I would argue that companies should still have some mechanism to provide feedback to employees; however, the whole traditional review process should be thrown in the garbage and replaced with something that actually aligns to the work world of the 21st century.

If I worked with an unlimited HR budget and a leadership team willing to give it a try, I would initiate a performance pulse check. This pulse check would be much like the pop-up you get on a website after you make a purchase or engage in a customer service exchange that asks you to rate your experience with emoticons and asks for comments. Something like this:

customer-satisfaction-ratings-for-desk-email-replies

Both Employees and Managers would have the ability to request feedback by sending a quick pulse check. Employees could request feedback from anyone including their manager, project manager, team lead, peers or customers at any time and get on-demand feedback. Managers could schedule routine pulse checks, for example, monthly, quarterly or at the conclusion of a major project. Further, the manager could submit requests for feedback from anyone that interacts with his or her employee from peers, to other managers to external clients.

The application could include required or optional prompts to provide commentary and not just a rating if someone chose a poor or exceptional rating. Or, lay a roadmap to provide further ratings on other specific criteria or core competencies such as results deliverability, communication, negotiation skills, responsiveness, etc…

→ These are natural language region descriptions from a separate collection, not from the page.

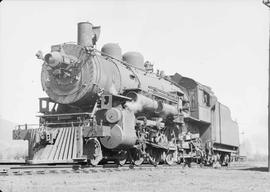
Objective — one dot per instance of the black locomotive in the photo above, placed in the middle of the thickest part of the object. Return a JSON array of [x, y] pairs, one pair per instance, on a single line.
[[105, 105]]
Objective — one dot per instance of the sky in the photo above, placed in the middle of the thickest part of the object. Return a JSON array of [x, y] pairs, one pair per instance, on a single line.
[[222, 44]]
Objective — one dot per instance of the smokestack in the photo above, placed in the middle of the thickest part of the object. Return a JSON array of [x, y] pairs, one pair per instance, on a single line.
[[85, 34]]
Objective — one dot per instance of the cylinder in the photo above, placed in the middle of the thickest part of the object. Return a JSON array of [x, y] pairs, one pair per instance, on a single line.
[[113, 115], [134, 58], [112, 49], [85, 34], [53, 59]]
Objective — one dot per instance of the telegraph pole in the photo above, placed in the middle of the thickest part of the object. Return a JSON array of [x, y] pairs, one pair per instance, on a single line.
[[267, 3]]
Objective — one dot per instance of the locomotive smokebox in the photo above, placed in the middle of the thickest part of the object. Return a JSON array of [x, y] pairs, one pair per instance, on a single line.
[[85, 34]]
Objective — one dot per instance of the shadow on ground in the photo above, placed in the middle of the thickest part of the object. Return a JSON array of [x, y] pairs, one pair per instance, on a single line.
[[261, 169]]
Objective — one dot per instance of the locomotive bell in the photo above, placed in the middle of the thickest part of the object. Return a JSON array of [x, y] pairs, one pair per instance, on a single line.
[[85, 34]]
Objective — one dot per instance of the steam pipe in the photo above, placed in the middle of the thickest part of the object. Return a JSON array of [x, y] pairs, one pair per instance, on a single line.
[[142, 102]]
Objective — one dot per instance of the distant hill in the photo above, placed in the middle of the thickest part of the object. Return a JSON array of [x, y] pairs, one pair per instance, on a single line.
[[10, 149]]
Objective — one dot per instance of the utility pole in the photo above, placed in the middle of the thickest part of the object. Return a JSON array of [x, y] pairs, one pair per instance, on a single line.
[[267, 3]]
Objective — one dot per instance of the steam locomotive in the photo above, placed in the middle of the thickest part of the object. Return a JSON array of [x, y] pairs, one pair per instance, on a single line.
[[103, 105]]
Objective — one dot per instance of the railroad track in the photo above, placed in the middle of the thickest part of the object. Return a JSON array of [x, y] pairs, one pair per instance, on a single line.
[[26, 169]]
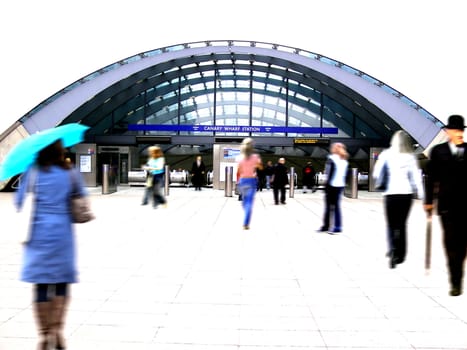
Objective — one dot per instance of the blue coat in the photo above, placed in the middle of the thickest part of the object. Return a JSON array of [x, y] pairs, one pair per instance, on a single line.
[[49, 256]]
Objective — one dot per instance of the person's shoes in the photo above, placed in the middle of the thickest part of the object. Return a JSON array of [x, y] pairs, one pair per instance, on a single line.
[[334, 230]]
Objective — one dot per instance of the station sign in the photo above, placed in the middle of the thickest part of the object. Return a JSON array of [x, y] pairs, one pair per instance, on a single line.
[[311, 141], [232, 128]]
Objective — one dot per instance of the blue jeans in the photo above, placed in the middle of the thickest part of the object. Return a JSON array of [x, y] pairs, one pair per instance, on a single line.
[[247, 187], [333, 206]]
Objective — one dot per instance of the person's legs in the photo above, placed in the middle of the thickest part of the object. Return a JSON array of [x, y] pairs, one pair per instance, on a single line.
[[404, 205], [454, 245], [283, 194], [42, 311], [58, 309], [275, 191], [248, 192], [336, 199], [327, 209], [157, 189]]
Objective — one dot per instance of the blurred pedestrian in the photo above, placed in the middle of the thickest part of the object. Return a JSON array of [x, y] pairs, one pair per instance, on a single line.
[[404, 182], [50, 251], [308, 178], [268, 171], [198, 170], [247, 184], [336, 173], [446, 176], [280, 180], [155, 168]]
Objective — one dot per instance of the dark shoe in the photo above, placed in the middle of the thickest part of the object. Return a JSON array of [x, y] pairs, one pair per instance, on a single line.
[[393, 260], [333, 231]]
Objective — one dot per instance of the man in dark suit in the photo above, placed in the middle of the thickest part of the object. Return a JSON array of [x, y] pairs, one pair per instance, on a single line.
[[198, 170], [446, 179], [280, 180]]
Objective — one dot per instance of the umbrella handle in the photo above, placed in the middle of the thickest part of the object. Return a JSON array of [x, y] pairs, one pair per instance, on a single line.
[[428, 241]]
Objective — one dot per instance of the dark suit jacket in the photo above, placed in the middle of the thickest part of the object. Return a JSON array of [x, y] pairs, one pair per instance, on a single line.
[[280, 175], [446, 178]]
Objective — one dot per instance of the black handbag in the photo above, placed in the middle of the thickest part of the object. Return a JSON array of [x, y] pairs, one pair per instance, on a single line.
[[383, 178]]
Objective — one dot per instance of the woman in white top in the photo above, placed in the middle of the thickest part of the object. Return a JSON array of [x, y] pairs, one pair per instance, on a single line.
[[336, 173], [404, 182], [248, 164]]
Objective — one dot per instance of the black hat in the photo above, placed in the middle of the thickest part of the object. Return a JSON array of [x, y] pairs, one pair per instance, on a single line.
[[455, 122]]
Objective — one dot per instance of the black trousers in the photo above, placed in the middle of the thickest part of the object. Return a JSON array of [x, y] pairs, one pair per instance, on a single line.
[[455, 245], [46, 292], [397, 208], [276, 190]]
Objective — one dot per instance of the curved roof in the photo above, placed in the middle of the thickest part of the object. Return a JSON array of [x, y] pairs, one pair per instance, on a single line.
[[234, 83]]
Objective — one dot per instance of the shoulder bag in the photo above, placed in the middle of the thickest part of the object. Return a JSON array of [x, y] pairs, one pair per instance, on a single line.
[[383, 178], [79, 204]]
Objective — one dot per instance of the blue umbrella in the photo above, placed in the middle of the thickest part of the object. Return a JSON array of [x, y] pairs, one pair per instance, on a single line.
[[24, 153]]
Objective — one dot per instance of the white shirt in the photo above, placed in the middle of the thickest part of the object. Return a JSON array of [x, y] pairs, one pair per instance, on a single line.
[[404, 175]]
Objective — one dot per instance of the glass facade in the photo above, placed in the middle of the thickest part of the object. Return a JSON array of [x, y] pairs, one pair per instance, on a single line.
[[233, 89]]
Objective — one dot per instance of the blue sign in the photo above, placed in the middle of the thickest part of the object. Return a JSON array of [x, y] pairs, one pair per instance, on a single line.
[[233, 128]]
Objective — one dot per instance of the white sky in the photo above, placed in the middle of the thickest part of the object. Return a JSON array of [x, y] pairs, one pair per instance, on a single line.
[[415, 46]]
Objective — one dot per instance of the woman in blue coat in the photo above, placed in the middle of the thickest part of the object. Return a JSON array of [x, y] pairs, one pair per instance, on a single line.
[[49, 254]]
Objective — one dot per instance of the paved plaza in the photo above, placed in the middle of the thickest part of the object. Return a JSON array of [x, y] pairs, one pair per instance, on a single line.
[[187, 277]]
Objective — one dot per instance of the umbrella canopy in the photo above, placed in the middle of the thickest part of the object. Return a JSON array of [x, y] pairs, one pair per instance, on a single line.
[[25, 153]]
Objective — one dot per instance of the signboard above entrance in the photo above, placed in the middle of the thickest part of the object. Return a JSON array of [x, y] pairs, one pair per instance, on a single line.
[[311, 141], [232, 128]]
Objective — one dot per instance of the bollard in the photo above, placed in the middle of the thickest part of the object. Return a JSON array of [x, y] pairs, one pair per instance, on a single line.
[[228, 181], [166, 180], [292, 182], [351, 190], [109, 181]]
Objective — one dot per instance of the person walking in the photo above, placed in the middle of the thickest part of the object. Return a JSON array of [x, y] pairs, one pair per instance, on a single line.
[[446, 175], [268, 171], [198, 170], [336, 173], [155, 168], [404, 182], [49, 260], [247, 183], [280, 179], [308, 178]]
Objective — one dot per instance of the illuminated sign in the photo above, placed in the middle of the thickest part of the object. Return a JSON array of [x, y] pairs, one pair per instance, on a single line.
[[311, 141], [232, 128]]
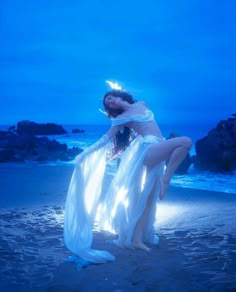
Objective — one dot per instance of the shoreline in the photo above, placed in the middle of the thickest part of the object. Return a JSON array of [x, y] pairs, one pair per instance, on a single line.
[[197, 249]]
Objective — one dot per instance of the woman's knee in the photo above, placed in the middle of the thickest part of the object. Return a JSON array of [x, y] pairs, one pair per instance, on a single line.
[[187, 142]]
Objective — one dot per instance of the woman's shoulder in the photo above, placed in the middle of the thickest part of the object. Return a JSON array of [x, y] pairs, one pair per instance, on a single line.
[[142, 102]]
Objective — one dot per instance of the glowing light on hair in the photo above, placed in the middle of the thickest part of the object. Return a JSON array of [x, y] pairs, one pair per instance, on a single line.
[[113, 85]]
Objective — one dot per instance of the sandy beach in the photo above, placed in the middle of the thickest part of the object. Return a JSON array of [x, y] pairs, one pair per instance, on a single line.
[[197, 230]]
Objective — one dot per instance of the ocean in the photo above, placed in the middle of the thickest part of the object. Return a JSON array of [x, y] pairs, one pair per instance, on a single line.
[[195, 179]]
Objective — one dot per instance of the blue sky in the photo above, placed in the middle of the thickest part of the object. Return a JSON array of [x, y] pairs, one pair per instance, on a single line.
[[178, 56]]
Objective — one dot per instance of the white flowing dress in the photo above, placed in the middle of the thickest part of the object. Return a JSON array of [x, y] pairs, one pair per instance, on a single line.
[[119, 207]]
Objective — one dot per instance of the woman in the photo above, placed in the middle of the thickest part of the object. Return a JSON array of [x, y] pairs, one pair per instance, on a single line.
[[128, 206]]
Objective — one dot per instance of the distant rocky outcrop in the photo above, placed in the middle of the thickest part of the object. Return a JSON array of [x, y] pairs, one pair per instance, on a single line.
[[19, 147], [33, 128], [217, 150], [185, 164]]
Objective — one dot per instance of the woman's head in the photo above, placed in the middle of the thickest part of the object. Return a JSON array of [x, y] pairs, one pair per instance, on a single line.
[[112, 108]]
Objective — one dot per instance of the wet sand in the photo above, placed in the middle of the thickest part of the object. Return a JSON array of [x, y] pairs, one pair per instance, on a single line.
[[197, 230]]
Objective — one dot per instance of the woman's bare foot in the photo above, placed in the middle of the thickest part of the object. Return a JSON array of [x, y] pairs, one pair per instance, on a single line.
[[140, 245], [164, 184]]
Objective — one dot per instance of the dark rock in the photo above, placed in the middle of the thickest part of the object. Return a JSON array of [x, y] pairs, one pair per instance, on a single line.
[[217, 150], [75, 131], [185, 164], [15, 147], [28, 127]]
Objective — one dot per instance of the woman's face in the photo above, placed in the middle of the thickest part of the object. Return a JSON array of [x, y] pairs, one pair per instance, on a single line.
[[113, 102]]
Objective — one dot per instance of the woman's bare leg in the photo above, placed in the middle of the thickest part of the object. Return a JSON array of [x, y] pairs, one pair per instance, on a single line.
[[138, 231], [174, 150]]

With the ability to give feedback in a wink of an eye, the assumption here is that more people would be willing to do so. The instantaneous feedback also provides more relevant data to the employee to act upon- the employee will know almost immediately whether a course correction is needed or to keep up the great work.

Over time, this data paints a picture of the employee’s performance trends which his or her manager can take specific action on. From the collection of feedback from multiple sources, the managers can determine key talent ripe for succession plans and also where training needs are essential for improved performance.

This should be the current and  the future of performance evaluations.